Ne yazık ki bir Özgür Özel gerçeği ortada durmaktadır. Stratejik derinliği olmayan siyasal ve Atatürkçülük anlayışıyla hareket eden ve sadece Atatürk’ün adını anarak Atatürkçülük yaptığını sanan Özgür Özel, Kemalist ideolojiden ve Kemalist gerçeklerden çok uzaktadır. AKP’nin hayalini kurduğu YENİ TÜRKİYE’nin YENİ ANAYASA’sını meclisten geçirecek olan emanetçi ve geçici bir genel başkan olma yolunda hızla ilerlemektedir.
Oysa ki kendisine yerel seçimlerde AKP karşında büyük başarıları bahşeden Türk Milletidir, Atatürkçülerdir. Ne yazık ki gerek Özgür Özel ve gerekse özel olarak parlatılan Ekrem İmamoğlu söz, eylem ve kararları ile Türklüğe, Türk Milletine ve Atatürkçülüğe oldukça mesafeli durmakta, olaylara yanlış bir pencereden bakmakta ve adeta DEM ve AKP penceresinden Türklüğe ve Atatürkçülüğe rol biçmektedir.

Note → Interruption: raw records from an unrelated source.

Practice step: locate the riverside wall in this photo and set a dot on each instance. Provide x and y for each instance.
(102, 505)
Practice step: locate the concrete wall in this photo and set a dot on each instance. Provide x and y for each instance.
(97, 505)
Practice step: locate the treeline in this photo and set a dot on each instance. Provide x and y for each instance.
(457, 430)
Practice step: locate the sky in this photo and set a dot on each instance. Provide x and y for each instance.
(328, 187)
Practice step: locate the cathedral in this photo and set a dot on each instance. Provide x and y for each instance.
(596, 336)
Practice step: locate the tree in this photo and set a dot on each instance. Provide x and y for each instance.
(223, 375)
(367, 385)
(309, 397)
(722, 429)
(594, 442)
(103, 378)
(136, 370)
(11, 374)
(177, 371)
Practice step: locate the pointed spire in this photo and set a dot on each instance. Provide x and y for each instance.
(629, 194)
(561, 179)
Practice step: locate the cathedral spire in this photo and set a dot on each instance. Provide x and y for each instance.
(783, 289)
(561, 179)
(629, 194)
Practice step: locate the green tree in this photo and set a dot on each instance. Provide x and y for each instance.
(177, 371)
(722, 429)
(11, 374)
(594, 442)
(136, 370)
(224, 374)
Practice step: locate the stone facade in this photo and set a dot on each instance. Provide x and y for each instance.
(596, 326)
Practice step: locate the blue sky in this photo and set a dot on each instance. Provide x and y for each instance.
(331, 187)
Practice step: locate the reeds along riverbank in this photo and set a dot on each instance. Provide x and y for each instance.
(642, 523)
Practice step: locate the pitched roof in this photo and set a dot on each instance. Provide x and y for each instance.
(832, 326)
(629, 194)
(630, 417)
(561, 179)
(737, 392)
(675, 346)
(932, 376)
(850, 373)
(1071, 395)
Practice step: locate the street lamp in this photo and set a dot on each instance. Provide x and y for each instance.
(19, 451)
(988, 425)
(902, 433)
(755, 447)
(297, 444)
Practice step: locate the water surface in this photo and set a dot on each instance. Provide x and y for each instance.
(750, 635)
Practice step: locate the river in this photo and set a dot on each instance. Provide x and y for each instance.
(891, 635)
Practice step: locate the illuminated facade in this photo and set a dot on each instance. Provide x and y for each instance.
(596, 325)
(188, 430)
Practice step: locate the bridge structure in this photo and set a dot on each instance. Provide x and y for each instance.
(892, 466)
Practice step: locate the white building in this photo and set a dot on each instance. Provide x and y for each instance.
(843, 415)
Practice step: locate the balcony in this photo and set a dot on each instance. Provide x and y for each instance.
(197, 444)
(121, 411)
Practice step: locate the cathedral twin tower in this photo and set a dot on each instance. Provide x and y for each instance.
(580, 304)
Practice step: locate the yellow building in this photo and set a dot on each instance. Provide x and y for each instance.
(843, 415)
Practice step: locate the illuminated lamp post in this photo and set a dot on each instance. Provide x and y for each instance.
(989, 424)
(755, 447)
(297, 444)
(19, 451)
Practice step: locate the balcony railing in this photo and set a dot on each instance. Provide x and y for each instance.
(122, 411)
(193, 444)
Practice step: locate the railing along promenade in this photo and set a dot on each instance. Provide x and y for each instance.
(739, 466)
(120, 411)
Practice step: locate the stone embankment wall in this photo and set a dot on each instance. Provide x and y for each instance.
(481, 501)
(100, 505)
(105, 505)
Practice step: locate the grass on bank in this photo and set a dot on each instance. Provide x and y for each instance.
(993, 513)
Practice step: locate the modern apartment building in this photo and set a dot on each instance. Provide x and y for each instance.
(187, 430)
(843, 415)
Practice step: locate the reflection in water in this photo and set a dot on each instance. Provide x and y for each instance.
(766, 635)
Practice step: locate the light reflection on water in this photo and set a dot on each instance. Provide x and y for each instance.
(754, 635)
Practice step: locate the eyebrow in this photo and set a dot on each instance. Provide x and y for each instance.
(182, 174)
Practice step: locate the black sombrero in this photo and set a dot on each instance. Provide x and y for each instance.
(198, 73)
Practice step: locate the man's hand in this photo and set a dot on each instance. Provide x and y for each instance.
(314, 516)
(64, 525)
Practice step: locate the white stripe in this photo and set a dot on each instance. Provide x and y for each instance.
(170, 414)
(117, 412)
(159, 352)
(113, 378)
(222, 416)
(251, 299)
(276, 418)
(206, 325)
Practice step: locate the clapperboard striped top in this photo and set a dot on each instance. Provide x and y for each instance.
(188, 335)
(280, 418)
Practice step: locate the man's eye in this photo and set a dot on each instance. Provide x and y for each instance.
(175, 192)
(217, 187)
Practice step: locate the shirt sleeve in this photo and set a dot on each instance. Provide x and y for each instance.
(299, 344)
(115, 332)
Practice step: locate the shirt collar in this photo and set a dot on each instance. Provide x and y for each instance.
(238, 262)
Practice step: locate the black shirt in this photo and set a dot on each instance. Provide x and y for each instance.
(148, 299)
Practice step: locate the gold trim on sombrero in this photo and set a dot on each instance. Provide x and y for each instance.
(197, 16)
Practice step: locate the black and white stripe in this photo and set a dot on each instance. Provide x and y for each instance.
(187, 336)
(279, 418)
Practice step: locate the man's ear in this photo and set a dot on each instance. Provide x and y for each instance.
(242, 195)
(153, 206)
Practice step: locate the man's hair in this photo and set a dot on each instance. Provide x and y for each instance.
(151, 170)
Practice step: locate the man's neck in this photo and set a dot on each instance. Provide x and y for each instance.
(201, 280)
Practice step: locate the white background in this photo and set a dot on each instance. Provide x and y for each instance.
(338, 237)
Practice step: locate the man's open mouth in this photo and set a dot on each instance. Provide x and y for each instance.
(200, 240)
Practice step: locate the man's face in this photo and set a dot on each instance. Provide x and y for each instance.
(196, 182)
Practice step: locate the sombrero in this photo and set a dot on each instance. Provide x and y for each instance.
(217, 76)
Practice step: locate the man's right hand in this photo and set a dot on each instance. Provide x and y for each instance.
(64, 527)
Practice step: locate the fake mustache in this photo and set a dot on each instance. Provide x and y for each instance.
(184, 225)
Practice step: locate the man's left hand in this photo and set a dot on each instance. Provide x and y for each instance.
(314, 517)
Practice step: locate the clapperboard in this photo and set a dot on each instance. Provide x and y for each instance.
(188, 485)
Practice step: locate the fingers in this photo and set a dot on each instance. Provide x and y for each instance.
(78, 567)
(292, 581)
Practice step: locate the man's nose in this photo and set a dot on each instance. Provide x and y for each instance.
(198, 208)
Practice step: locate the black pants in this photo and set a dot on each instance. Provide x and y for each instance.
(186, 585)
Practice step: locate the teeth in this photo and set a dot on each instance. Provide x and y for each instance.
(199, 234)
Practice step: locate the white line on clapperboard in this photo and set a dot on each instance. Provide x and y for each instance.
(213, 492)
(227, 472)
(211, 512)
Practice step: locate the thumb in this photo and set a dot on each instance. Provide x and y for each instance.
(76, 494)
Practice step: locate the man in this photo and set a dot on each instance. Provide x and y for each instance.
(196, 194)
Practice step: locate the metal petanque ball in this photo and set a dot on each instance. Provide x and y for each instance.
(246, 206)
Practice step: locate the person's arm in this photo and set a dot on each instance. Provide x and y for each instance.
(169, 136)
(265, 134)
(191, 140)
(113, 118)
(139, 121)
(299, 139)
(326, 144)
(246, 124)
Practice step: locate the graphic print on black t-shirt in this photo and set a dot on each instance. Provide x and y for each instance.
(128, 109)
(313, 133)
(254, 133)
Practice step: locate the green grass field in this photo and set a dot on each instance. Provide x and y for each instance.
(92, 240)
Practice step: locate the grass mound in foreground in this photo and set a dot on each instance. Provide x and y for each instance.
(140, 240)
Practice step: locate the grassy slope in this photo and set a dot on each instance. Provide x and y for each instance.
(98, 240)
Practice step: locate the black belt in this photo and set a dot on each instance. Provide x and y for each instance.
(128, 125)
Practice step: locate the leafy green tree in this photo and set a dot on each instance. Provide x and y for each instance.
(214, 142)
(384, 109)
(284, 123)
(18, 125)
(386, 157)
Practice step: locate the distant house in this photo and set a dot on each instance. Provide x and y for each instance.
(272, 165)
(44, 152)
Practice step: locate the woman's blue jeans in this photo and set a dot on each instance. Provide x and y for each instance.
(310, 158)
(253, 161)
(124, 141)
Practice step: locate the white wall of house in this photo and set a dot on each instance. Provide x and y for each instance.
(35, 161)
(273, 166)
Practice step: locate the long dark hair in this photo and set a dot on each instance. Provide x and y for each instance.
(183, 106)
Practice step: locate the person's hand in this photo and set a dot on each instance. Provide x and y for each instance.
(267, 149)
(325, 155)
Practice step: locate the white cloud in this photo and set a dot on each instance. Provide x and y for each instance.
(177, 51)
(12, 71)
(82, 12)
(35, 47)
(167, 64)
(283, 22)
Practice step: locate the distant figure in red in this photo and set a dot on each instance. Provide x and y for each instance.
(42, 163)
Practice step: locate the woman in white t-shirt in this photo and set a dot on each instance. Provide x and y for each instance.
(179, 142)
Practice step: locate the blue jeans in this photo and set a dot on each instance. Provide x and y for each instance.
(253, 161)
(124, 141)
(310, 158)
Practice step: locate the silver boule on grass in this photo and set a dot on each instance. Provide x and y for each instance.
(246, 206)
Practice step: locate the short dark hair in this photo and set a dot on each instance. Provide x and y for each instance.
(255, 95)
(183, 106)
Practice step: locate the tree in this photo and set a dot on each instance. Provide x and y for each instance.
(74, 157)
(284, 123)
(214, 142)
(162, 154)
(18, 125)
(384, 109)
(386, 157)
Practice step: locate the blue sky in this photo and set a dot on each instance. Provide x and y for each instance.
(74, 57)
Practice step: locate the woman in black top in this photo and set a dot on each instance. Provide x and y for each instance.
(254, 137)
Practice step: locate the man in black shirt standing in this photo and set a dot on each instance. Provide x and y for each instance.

Son zamanlarda Türkiye’de ardı ardına yaşanan siyasal ve sosyal olaylar tesadüfi değildir ve bir plan çerçevesinde sürüp gitmektedir.
Geçim derdi ve yoklukla meşgul edilen Türk Milletinin gözünün önünde Atatürk Türkiye’si kayıp gitmektedir.
Basından edindiğimiz izlenime göre AKP ile iyice siyasallaşan ve hatta çeşitli cemaat ve tarikatların devlet kadrolarında cirit attığı yazılık çizilmektedir.
Devletimiz de ne yazık ki yaşanan olayları bizim gibi tribünlerden izlemekte.
Yurt içinde ve dışında asayiş olaylarıyla, PKK ve FETÖ mücadelesi ile meşgul edilmektedir.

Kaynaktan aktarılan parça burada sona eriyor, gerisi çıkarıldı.